Under the same argument that more band capacity is necessary for the progress of Science, RNP sustained itself amid the turmoil. Holder of the monopoly in the country at the time, the Brazilian Telecommunications Company (Embratel) was slow to understand a key feature that differentiates the internet from telephony: decentralization.

“They wanted to apply telephony how it used to be, and wanted to be the holders of such control. While telephony was vulnerable and dependent from the physical infrastructure, with the internet the connections were supposedly not immutable. If a connection fell, technology found another way to reach the destination without the need of human intervention”, the R&D director explains.

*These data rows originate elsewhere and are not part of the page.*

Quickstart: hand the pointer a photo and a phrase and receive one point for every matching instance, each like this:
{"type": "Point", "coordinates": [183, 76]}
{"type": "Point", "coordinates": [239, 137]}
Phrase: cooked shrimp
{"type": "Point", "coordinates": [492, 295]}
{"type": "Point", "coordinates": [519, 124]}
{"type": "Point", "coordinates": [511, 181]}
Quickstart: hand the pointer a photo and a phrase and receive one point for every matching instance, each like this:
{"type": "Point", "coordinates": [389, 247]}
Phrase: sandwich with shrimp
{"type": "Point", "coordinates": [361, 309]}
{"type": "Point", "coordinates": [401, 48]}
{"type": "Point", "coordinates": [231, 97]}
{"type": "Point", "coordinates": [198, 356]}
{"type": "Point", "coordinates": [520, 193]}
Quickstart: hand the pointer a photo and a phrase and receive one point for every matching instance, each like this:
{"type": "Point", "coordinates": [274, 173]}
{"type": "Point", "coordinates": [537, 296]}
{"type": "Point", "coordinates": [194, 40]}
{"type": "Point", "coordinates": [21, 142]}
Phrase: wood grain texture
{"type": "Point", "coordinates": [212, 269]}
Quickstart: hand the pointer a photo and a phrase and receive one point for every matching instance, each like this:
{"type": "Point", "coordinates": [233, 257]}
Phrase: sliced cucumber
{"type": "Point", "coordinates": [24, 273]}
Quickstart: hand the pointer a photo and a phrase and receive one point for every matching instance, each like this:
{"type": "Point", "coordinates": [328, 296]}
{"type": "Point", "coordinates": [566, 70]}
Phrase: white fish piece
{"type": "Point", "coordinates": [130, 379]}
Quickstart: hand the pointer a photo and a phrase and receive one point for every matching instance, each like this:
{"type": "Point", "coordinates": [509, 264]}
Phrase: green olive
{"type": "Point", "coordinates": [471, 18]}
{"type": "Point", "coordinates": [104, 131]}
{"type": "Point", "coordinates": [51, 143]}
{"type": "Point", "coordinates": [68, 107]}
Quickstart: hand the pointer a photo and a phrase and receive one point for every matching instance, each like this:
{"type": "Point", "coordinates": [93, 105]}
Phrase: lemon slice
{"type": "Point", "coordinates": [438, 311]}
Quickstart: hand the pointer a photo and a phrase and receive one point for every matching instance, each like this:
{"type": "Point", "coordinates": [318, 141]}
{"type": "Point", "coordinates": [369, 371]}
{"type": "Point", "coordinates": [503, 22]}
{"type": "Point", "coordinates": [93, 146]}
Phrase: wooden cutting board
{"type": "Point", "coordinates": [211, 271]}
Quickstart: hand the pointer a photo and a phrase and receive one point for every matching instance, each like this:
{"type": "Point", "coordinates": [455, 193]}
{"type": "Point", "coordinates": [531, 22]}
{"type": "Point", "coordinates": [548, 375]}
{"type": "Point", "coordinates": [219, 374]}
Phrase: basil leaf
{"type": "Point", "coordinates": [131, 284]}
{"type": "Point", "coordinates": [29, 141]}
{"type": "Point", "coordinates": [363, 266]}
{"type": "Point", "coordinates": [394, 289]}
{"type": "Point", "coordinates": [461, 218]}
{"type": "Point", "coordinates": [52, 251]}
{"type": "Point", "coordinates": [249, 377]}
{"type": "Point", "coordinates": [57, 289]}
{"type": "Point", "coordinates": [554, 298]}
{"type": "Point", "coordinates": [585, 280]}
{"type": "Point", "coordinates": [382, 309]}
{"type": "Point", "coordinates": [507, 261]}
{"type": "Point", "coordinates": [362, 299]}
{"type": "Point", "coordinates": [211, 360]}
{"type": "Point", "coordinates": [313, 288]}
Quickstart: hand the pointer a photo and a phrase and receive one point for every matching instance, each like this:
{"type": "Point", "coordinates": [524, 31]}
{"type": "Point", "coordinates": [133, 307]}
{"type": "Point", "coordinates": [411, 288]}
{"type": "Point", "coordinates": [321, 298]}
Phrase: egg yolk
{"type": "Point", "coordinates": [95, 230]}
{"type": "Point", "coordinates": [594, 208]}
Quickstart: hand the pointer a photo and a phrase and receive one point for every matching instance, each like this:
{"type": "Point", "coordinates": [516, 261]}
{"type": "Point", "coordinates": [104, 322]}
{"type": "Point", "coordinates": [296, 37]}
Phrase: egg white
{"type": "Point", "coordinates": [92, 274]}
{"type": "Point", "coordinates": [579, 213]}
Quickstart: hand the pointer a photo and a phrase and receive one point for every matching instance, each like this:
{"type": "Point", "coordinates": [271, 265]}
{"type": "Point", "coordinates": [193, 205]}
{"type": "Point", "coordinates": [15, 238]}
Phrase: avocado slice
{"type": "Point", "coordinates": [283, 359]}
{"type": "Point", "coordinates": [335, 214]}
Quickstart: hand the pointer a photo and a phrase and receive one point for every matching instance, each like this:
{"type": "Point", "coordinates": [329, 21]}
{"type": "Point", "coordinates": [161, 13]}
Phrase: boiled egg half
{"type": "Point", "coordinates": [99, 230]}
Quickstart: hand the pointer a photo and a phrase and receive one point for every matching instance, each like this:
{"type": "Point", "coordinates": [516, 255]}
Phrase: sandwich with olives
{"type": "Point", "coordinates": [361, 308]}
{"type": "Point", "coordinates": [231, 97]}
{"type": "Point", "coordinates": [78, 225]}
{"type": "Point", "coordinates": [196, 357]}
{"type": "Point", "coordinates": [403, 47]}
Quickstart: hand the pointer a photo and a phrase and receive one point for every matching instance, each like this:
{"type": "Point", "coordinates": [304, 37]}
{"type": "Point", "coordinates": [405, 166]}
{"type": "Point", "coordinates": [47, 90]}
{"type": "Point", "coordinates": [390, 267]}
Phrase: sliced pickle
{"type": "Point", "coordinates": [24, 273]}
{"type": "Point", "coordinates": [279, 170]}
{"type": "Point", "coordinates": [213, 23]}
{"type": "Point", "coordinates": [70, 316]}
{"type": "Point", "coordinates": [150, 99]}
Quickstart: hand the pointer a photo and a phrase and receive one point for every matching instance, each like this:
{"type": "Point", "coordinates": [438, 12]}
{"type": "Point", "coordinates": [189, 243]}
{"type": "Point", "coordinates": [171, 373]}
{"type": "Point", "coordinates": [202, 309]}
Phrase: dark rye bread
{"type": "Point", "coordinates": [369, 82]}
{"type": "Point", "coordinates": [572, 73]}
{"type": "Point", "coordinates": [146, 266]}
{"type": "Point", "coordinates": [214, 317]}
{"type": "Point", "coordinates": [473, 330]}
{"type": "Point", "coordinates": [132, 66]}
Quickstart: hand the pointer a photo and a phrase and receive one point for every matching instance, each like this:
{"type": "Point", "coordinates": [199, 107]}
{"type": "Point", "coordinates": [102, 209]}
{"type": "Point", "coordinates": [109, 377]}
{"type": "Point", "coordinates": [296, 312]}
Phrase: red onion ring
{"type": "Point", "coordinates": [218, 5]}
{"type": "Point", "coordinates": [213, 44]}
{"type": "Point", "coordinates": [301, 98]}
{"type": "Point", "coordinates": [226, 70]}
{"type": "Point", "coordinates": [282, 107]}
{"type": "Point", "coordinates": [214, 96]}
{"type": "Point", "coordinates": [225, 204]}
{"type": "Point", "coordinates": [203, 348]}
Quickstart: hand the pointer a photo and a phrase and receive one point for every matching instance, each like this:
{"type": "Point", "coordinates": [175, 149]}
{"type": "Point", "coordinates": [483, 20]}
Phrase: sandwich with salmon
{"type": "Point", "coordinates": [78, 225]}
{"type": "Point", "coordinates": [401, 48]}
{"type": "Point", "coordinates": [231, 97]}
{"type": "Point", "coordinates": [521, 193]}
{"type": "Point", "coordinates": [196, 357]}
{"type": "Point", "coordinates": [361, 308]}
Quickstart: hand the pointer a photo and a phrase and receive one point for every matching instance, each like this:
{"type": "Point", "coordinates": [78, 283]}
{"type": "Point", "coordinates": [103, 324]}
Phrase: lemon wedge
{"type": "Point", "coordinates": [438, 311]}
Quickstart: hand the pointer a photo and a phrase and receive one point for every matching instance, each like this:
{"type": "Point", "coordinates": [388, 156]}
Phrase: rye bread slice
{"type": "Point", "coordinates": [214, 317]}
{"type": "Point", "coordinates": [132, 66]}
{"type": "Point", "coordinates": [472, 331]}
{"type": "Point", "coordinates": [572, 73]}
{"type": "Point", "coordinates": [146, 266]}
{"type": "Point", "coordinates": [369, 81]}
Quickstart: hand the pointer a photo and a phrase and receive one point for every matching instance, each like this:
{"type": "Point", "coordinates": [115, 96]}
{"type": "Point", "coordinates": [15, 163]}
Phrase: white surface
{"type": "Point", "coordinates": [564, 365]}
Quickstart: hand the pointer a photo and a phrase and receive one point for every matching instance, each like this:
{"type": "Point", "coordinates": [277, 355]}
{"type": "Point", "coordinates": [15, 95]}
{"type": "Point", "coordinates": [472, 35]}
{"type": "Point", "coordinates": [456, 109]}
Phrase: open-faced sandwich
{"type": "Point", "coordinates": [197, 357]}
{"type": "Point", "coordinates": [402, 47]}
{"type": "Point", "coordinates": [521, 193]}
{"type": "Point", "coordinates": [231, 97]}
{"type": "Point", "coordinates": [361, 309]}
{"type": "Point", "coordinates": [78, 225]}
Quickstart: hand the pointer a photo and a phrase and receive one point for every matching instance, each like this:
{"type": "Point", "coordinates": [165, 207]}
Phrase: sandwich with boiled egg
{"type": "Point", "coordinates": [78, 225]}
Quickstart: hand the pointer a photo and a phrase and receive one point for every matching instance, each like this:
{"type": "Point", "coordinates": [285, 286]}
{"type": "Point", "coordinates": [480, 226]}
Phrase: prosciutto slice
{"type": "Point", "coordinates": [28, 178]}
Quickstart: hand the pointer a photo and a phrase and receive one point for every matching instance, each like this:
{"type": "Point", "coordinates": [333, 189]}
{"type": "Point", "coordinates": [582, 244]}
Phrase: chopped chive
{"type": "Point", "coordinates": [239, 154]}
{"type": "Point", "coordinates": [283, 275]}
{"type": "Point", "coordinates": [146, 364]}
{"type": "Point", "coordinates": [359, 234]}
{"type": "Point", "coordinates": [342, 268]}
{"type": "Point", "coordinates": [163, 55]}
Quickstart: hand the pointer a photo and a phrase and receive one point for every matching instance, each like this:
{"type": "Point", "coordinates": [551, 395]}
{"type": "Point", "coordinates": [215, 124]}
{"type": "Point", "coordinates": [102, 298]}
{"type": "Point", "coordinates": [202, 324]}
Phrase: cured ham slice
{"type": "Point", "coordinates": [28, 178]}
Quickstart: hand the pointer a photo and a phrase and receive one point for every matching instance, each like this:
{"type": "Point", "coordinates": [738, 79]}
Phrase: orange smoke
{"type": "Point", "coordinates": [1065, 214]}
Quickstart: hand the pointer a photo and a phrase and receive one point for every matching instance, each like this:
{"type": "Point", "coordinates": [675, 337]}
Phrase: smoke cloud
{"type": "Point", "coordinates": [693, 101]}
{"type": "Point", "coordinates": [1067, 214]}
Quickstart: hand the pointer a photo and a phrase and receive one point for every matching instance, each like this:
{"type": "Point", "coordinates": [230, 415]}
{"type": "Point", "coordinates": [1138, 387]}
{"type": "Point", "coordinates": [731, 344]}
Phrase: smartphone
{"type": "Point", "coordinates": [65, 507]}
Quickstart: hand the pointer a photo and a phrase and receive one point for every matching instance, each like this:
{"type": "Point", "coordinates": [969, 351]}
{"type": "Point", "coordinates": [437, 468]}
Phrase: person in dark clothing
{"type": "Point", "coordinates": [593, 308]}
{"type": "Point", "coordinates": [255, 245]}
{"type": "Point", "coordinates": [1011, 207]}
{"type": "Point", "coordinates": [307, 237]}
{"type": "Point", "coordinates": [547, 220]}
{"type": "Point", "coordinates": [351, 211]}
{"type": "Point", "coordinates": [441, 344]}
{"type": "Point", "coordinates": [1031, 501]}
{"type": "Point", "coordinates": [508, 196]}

RNP operated commercial traffic for three years, between 1995 and 1998, as an alternative to Embratel, which had finally adopted the TCP/IP technology and was prevented by the government to exercise the monopoly of data network services in Brazil. Its actuation was limited to the provision of backbone services for commercial internet, a role RNP also played during this period. “In many other countries, the academic networks ended up becoming commercial providers, and there was a possibility this would occur in Brazil, once the then Ministry of Science and Technology (MCT), through CNPq, was losing steam to maintain RNP in operation”, Michael adds.

However, with the transformation of RNP into a social organization and the interest from the Ministry of Education to maintain it to cater to universities and other institutions, the Interministerial Program came to life, in 1998. To RNP General Director Nelson Simões “the decision on the assembly of PIRNP is due to the strategic vision of MCTI, which saw the internet as an important element for the future of education and research, and, in large part, to the need of the Ministry of Education (MEC) to enable access to electronic scientific journals”. Thereafter, RNP could return to its essence: to keep contributing for the innovative use of advanced networks in the country and for the constant evolution of the internet.

Internet and Rio 92

In 1992, Rio de Janeiro was the stage of the United Nations Conference regarding the Environment and Development, more commonly known as Rio 92, considered a benchmark a milestone for the start of discussions on sustainable development. However, the event was also important for the history of the Internet in Brazil. While 180 heads of state gathered, another event occurred in parallel, the Global Forum for non-governmental organizations, which required a communications infrastructure.

To this end, Alternex, a technology based on the Bulletin Board System (BBS), was hired and maintained by the Brazilian Institute of Social and Economic Analysis (in Portuguese, Ibase), which consisted basically in a set of computers, where it was possible to consult a database and communicate with other users through electronic mail, including institutions in the USA, twice a day, through the UUCP network.

Before the opening of the commercial internet in Brazil, it was the first time when individuals not linked to universities could have an experience similar to the transfer of files and use of electronic mail. According to Michael Stanton, the moment also known as Eco 92 was propitious for RNP to launch its national optical network in the same year, considering that, to meet the demand for Alternex international capacity during the Global Forum, two international 64 Kb/s connections were created, one in Rio, by the UFRJ, and another in São Paulo, by Fabesp. Up until the commercial opening in 1995, Alternex was a RNP client.